The main problem with a rise in the GST is that, because it would be regressive, it would inevitably require a significant proportion of the revenue collected to be directed to compensation for those most heavily disadvantaged, thereby limiting what is available to fund government services. In other words it would be inefficient and add to churning of revenue through the tax and welfare system.
It would be far better to raise revenue through getting rid of inequitable and distortionary tax breaks, thereby improving equity and doing without the need for compensation.

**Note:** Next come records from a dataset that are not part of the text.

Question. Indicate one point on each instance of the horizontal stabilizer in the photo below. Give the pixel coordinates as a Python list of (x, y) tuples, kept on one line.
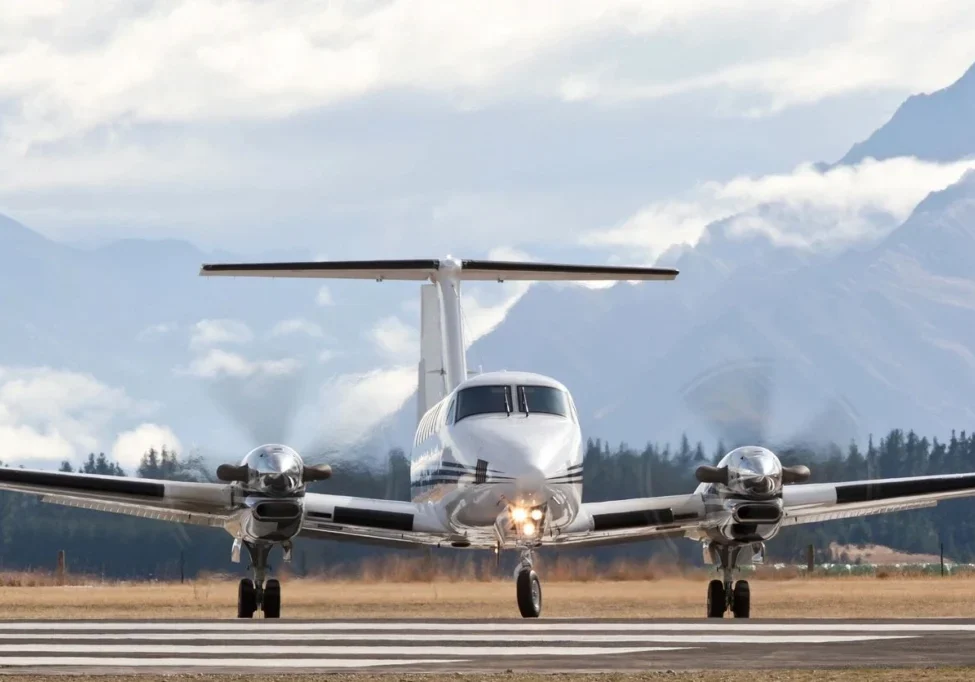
[(427, 269)]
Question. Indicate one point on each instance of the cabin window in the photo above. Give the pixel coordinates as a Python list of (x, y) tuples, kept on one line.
[(483, 400), (543, 400)]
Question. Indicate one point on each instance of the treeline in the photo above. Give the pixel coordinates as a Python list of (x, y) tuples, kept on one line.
[(32, 532)]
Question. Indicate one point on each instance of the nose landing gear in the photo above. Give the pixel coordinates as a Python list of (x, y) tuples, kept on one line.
[(528, 587), (257, 593), (727, 595)]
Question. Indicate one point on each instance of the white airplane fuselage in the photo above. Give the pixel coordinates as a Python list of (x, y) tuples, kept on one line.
[(501, 441)]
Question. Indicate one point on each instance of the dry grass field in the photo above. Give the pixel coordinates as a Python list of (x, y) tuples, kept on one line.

In this regard there are plenty of options. Various forms of wealth taxes, including inheritance and land taxes, should all be on the table – the GST is not the only way to tax wealthy retirees. Australia stands out for having a huge range of personal income tax concessions, particularly on superannuation, and low rates of capital gains tax for short-term speculation (but high capital gains taxes on long-term investment). According to the Commonwealth’s “Tax Expenditure Statement” released last Friday, superannuation and capital gains tax concessions alone cost the budget $90 billion a year. My colleague Jennifer Doggett and I have calculated that subsidies to private health insurance are costing the budget $11 billion a year. And they’re only the big-ticket items.
Those who are so keen on consumption taxes should consider consumption taxes that actually improve economic resource allocation, namely carbon taxes. The Gillard Government’s modest carbon price was budgeted to raise $6 billion a year before it was scrapped. And, while the present government has at least re-introduced indexation to fuel excise, it could go much further. Outside the oil-producing countries we have some of the world’s lowest gasoline prices, and present low crude oil prices provide an excellent opportunity to increase our fuel taxes – a modest ten cent increase in excise would raise another $5 billion a year. (Carbon taxes, like tobacco taxes, are inevitably transitional, for in the medium term, as the economy is decarbonised, revenue will fall away.)
Disappointingly, instead of a wide-ranging discussion on tax, with “everything on the table”, business lobbies and the government have manipulated it all down to a choice of a GST or nothing – in fact Finance Minister Mathias Cormann seems to be walking away from any open discussion on taxation. And it has become convenient to portray those who see problems with a 15 per cent GST as demagogues raising a scare campaign.
If Labor wants to campaign against a GST it will have to come up with creative and equitable ways to raise revenue and to secure state funding but it should be in no rush to give self-appointed business spokespeople, the Murdoch media and a politicised Treasury time to misrepresent its proposals.